Spam, under a variety of shapes and forms, continues to inflict increased damage. Varying approaches including Support Vector Machine (SVM) techniques have been proposed for spam filter training and classification. However, SVM training is a computationally intensive process. This paper presents a MapReduce based parallel SVM algorithm for scalable spam filter training. By distributing, processing and optimizing the subsets of the training data across multiple participating computer nodes, the parallel SVM reduces the training time significantly. Ontology semantics are employed to minimize the impact of accuracy degradation when distributing the training data among a number of SVM classifiers. Experimental results show that ontology based augmentation improves the accuracy level of the parallel SVM beyond the original sequential counterpart.

Introduction

The overall email ecosystem has become the most ubiquitous modern day communication tool. Its popularity as well as widespread availability have also created an opportunity for a lucrative business model based on unsolicited bulk email, or rather spam. The proliferation of spam has reached widespread proportions.

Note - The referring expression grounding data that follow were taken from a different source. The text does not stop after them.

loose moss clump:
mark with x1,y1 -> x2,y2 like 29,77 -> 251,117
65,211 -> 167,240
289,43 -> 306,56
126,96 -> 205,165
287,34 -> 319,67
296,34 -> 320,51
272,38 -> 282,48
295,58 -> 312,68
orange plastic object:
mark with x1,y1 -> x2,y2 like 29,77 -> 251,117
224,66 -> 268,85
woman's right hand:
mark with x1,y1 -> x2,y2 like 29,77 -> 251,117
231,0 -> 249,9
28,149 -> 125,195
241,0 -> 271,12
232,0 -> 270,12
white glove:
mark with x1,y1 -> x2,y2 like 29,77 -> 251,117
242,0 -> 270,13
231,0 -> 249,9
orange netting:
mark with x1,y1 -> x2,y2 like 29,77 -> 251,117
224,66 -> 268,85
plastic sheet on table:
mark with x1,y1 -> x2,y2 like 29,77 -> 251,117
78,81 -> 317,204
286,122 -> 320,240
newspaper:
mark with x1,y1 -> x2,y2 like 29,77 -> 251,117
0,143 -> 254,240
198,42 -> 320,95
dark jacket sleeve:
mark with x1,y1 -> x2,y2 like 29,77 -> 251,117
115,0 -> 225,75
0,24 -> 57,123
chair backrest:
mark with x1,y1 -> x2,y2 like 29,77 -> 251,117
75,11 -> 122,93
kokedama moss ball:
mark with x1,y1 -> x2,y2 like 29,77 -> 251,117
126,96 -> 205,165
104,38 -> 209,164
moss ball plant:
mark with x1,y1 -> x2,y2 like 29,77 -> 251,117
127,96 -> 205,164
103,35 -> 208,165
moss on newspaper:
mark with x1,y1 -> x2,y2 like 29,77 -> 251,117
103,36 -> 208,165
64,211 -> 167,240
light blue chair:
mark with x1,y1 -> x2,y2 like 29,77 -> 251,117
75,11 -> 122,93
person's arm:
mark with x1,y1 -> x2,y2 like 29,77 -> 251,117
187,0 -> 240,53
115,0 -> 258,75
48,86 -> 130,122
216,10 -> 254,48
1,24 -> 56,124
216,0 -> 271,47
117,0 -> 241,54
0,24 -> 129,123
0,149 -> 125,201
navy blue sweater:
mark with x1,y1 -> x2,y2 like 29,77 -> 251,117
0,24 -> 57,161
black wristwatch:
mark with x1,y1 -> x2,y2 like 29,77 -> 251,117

Spam damages enabling communication infrastructures as well as lumbers consumers and service providers in its trail. Such impact and subsequently the importance to identify better ways to control and mitigate its consequences are reflected in the attention that spam continuously gets from various perspectives. Machine learning techniques such as Support Vector Machines (SVMs) have been applied in spam filtering [1–5]. SVM training is a computationally intensive process primarily due to its convex quadratic programming challenges associated with the dense Hessian Matrix involved during optimization. Numerous SVM formulations, solvers and architectures for improving SVM performance have been explored and proposed [6,7] including the Message Passing Interface (MPI) based parallel approaches [8–10]. SVM decomposition is another technique for improving SVM training performance [11–13]. Less conventional approaches include the utilization of specialized processing hardware such as Graphics Processing Units (GPUs) [14,15]. A widespread practice is to split the training data and use a number of SVMs to process the individual data chunks. This approach typically splits the training data set into a number of smaller fragments. This in turn reduces the individual training set and the overall training time. Most forms of decomposition which are based on a data splitting strategy approach tend to suffer from issues including convergence and accuracy. Challenges related to chunk aliasing, outlier accumulation and data imbalance/distribution tend to intensify problems in a parallel SVM context. This in turn impacts generalization, accuracy and convergence. Techniques such as random sampling have also been shown to exhibit similar accuracy challenges because of the induced probability distribution variance [16]. On the other hand, selective sampling techniques applied to SVMs try to sample the training data intelligently to maximize the performance of SVMs. However these normally require many scans of the entire data set which incurs high overhead in computation.